Bu konu ile ilgili bir çözümler gelişiyor. Bu tür analizlerle ilgili raporlar da olacak. Böylece hem markalar hem yayıncılar rakiplerini daha iyi izleyip stratejilerini rakip analizine göre geliştirebilecek.
Araştırmalarla birlikte eğitim çalışmalarımızı da çok önemsiyoruz. Çünkü sektörde ciddi bir insan kaynağı eksiği var. Üniversiteler dijital dönüşüme yeterince adapte olabilmiş değil” diyor.
Kurşun, akademik dünyanın dijitalin gelişim hızını yakalaması gerektiğini dile getiriyor. “Akademik dünyada dönüşüm daha yavaş gerçekleşiyor çünkü bu kadar hızlı gelişen bir sektöre akademik dünyanın bir anda adapte olması öyle kolay bir iş değil” diyen Kurşun’a göre, pek çok üniversite buna, sektör profesyonellerinin desteği ile adapte oluyor.
“Dijitalin markaya katkısını raporlayacağız”
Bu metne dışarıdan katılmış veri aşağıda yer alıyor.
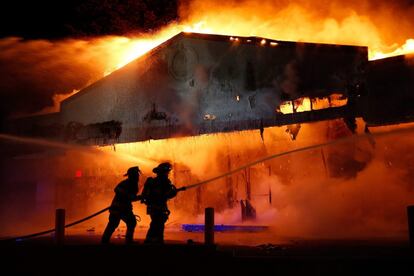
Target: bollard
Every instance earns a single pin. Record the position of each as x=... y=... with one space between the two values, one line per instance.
x=410 y=215
x=209 y=226
x=60 y=226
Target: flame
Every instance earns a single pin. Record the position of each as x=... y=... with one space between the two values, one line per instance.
x=308 y=104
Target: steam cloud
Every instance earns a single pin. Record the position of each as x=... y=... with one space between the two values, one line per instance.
x=32 y=71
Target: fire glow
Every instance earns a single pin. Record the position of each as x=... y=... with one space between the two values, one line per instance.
x=292 y=22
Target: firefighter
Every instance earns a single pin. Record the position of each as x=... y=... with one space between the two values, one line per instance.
x=157 y=191
x=121 y=207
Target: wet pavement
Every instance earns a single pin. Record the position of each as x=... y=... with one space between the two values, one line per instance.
x=83 y=255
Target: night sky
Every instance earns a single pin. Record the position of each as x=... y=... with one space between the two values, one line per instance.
x=79 y=18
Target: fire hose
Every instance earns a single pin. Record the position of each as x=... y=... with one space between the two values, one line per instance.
x=184 y=188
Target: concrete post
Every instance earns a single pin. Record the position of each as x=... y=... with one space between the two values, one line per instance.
x=209 y=226
x=60 y=226
x=410 y=215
Yaptıkları işin temelinde ‘güven’ olduğunu söyleyen Mahmut Kurşun, sektör ne kadar şeffaf olursa o denli itibarlı olunacağını kaydediyor. Kurşun şöyle devam ediyor: “Hâli hazırda ölçümleme denilen bir kavram var. Bütün bunlar için denetim faaliyeti yapılıyor. IAB Türkiye İnternet Ölçümleme Araştırmasını dünyanın önde gelen denetim kuruluşlarından Deloitte denetliyor. 2017 yılının ilk çeyrek planındaki günlük raporlama projemizle birlikte denetim çalışması da revize edilecek. Günlük raporlamanın test çalışmaları bu yılın sonuna doğru başlayacak, fiilen lanse edilmesi önümüzdeki yılın başı diye öngörüyoruz. Dünyada bu şekilde bir raporlama en fazla 1-2 ülkede yapılıyor. Türkiye de inşallah bu ülkelerden biri olacak. Bundan çok büyük mutluluk duyuyoruz.”
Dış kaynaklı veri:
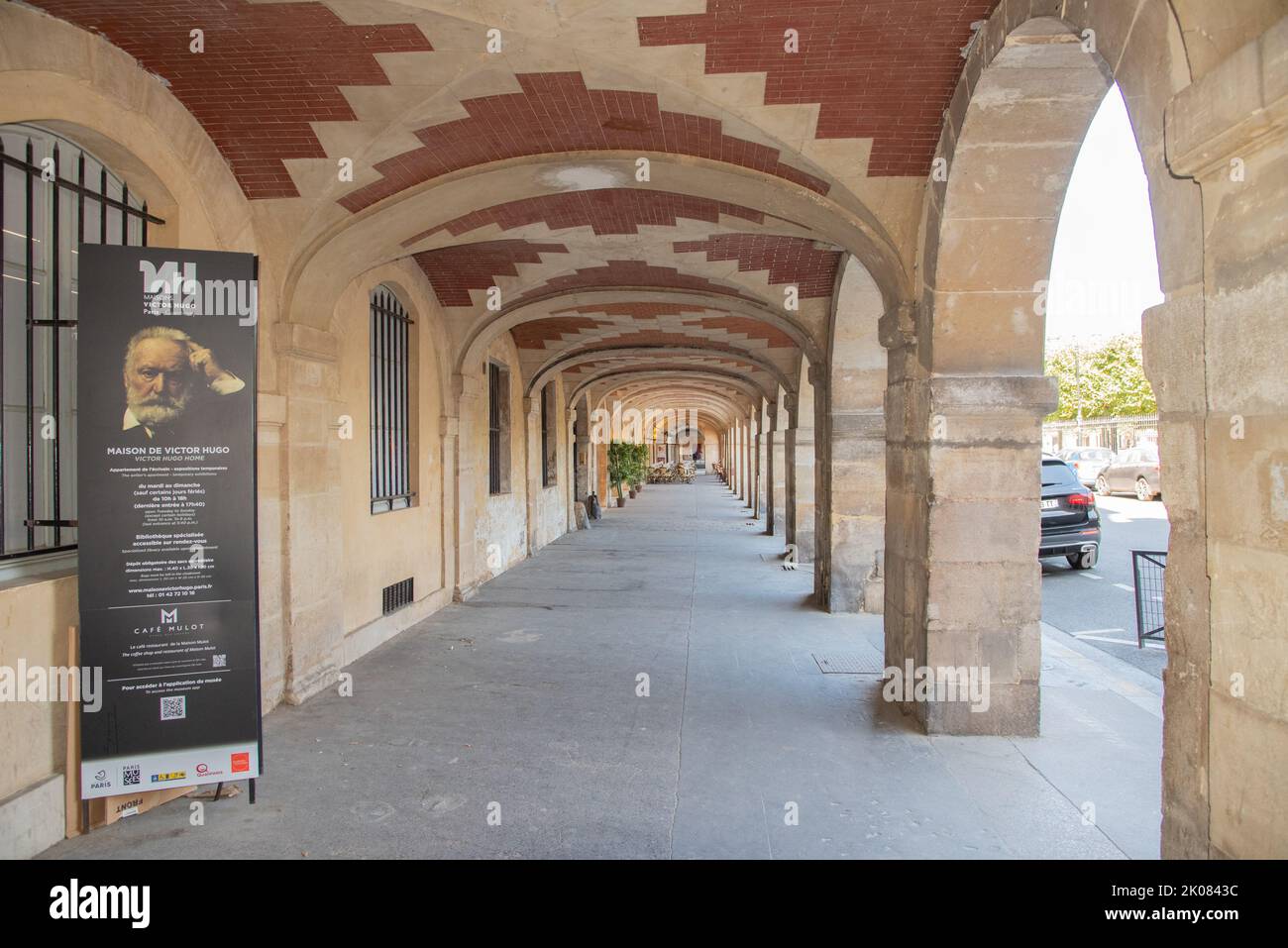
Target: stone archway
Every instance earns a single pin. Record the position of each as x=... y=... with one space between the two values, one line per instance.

Kurşun “Ayrıca dijitalin markaya sağladığı değeri de farklı şekillerde de ifade edebilmek gerekiyor. Sadece tıklamadan öte, dijital reklamın markaya katkısını (brand lift), markaya olumlu etkisini de ölçümleyebilmek lazım. Özellikle privacy endişelerinin öne çıkması ile insanlar ilgilendiği bir reklamla karşılaştığında reklama tıklamak yerine, direk o markanın sitesine giderek o ürüne, hizmete ulaşmaya çalışıyor. O yüzden dijitali sadece tıklamaya indirgememek ve büyük resmi doğru ortaya koyabilmek lazım” diyor.
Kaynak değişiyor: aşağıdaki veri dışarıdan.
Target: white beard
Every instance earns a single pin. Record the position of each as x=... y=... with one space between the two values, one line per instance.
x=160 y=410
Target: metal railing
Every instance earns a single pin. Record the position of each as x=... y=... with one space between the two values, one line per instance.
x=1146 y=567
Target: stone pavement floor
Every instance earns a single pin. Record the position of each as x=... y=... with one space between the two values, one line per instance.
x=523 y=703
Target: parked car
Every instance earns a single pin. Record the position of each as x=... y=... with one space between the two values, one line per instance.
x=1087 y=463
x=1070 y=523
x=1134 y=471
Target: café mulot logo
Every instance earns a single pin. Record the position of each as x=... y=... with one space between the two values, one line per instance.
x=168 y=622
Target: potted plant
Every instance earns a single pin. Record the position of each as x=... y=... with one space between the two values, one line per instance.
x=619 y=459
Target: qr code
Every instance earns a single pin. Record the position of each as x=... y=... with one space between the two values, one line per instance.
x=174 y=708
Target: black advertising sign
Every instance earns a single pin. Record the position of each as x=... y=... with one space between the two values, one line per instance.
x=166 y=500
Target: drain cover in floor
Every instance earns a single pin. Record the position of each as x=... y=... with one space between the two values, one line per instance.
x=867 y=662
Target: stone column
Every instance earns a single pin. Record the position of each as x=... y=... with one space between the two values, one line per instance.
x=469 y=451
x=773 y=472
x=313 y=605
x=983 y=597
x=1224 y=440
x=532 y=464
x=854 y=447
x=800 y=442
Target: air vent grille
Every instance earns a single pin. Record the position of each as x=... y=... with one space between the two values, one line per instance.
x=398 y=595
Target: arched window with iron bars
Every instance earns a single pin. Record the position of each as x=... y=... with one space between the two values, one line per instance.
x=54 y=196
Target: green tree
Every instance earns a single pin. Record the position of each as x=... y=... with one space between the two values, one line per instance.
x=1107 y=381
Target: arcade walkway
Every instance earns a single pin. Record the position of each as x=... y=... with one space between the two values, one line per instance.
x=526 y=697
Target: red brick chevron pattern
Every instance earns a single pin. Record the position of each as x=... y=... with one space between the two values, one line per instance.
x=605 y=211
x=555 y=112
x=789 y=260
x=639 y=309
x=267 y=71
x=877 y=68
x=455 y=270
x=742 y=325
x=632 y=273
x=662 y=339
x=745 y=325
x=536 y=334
“İlerleyen dönemde giyilebilir teknolojiler de raporlanabilir”
Mobil tarafta da bir takım çalışmalar yaptıklarını anlatan Kurşun, mobil penetrasyonunun çok enteresan bir grafik izlediğini ifade ediyor. “Gezi sürecinden bir ay önceki mobil penetrasyon oranı %3,6 iken, bir ay sonraki oran %8,4’lerde idi, ve o günden beri ciddi yükselişini sürdürüyor. Bu süreçte insanların mobil cihazlardan bilgi alabileceklerini hissettiklerini anladık. Bizler de artık mobili kullanmayı öğreniyoruz” diyen Kurşun, araştırmalarını da buna adapte ederek, mobil platformları da raporlamaya başladıklarını kaydediyor. Kurşun, “İlerleyen dönemde giyilebilir teknolojiler bile raporlanabilir” diye de ekliyor.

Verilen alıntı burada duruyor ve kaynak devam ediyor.